The lure of stimulating entertainment such as television, computers, and gaming, can keep a teenager awake and out of bed.

Light exposure

Light cues the brain to stay awake. In the evening, lights from televisions, mobile phones and computers can prevent adequate production of melatonin, the brain chemical (neurotransmitter) responsible for sleep.

Sleep disorders

Various sleep disorders, such as restless legs, growing pains or sleep apnoea, can affect how much sleep a teenager gets.

Effects On Sleep

Lack of proper sleep leads to consequences teens already fight against such as increased risk for acne, inability to concentrate and problem solve, greater tendency for unhealthy eating, and aggressive or inappropriate behaviour.

Professor Alice Gregory highlights, “Our sleep changes throughout our lives in many different ways. When it comes to the amount of sleep that we need, this tends to decrease as we get older”. The developing brain of a teenager needs between 8 and 10 hours of sleep every night, which isn’t too dissimilar to adults (7-9 hours per night). The effects of chronic sleep deprivation may include:

  • Concentration difficulties/shortened attention span
  • Memory impairment
  • Moodiness
  • Depression
  • Slower physical reflexes
  • Reduced sporting and academic performance

Sleep Tips for Teenagers

The typical teenage brain wants to go to bed late and sleep late the following morning, which is usually hard to manage. You may be able to adjust your body clock, but it takes time.

Bedtime routine

Choose a relaxing routine like having a bath and hot chamomile tea before bed or use meditation or mindfulness activities. Do the same routine every night, to ensure that your brain associates this routine with going to sleep. Bedtime routines aren’t just for toddlers. Teens can benefit from having a regular routine every night. It’s a natural way of telling the body it’s time to turn in.
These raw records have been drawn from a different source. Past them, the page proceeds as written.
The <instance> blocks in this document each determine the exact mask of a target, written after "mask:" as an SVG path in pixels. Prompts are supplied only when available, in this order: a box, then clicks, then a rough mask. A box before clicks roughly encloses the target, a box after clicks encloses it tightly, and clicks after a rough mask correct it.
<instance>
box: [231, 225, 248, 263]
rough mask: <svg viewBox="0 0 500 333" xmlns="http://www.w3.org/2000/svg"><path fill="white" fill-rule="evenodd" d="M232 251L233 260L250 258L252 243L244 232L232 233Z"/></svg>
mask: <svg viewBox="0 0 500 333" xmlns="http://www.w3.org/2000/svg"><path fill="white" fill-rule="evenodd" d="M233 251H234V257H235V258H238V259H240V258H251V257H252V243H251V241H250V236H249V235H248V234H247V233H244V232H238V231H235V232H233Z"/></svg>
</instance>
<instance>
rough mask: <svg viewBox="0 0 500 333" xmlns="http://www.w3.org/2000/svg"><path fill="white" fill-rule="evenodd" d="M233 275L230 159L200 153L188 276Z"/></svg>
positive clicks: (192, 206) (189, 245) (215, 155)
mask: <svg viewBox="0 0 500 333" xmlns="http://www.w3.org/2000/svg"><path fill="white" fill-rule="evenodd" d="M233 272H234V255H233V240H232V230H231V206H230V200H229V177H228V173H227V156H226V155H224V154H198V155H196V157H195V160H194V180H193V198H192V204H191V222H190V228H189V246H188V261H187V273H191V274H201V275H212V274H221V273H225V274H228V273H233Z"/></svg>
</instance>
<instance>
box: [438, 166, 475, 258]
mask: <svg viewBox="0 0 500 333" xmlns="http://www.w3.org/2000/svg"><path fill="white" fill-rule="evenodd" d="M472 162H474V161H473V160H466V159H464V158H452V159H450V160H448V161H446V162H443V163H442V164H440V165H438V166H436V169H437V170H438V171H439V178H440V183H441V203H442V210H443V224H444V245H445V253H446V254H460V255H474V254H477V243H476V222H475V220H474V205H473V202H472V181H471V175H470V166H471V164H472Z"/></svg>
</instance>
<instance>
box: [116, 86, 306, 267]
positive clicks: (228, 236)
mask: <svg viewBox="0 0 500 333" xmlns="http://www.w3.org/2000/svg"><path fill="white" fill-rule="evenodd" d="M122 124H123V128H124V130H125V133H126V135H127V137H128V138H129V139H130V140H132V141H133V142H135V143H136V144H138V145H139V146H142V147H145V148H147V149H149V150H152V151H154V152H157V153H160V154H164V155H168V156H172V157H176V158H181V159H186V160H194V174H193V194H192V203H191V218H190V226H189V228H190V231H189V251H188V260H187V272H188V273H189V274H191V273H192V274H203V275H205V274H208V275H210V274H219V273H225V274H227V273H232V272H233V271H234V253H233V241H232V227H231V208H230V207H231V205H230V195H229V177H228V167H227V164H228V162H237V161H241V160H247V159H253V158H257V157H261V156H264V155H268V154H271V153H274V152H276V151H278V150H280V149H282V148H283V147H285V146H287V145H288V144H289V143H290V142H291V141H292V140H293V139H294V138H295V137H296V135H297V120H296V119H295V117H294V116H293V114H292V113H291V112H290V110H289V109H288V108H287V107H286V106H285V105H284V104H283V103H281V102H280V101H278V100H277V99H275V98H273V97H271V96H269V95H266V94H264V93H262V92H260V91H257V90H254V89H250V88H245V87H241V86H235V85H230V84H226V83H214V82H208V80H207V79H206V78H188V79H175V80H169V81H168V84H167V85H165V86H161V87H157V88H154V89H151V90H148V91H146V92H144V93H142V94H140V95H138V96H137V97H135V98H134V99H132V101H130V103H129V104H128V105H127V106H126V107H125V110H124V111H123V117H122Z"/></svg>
Avoid screens & stimulants

For at least an hour before bedtime, avoid computers, TV or smart phones, loud music, or any other activity that gets your mind racing. Don’t drink coffee, soft drinks, or energy drinks in the evenings.

Bedroom environment

Keep your bedroom dark at night. Your brain’s sleep-wake cycle is set off by light through the eyes. In the morning, exposure your eyes to lots of light to help wake up your brain.

Set up a regular wake-up time

Avoid staying up late on the weekends. Late nights will undo your hard work.

Stay active

Get active during the day so you are more physically tired at night.

*DREEM TIP* Remember, even 30 minutes of extra sleep each night on a regular basis makes a big difference. However, it may take about six weeks of getting extra sleep before you feel the benefits.

Tips for Parents

It’s important to first understand that a teen’s approach to sleep is significantly linked to a change in their biological clock. Parents should use that understanding to help form strategies that will help teens get the sleep they need. 

A teenager’s inability to go to sleep at a decent hour or desire to sleep later in the morning shouldn’t always be blamed on laziness or their tendency to go against a parent’s wishes.

Together, brainstorm ways to increase their nightly quota of sleep, including:

  • Allow your child to sleep in on the weekends.
  • Encourage an early night every Sunday. A late night on Sunday will make your child drowsy for the start of the school week.
  • Decide together on appropriate time limits for any stimulating activity such as homework or screen time. Encourage restful activities during the evening, such as reading.
  • Help your teenager build a better schedule for their after-school commitments, to free up time for rest and sleep.
  • Assess your teenager’s weekly schedule together and see if they are overcommitted. Help them to trim activities if they are.
  • Work together to adjust your teenager’s body clock. You may like to consult with your doctor first.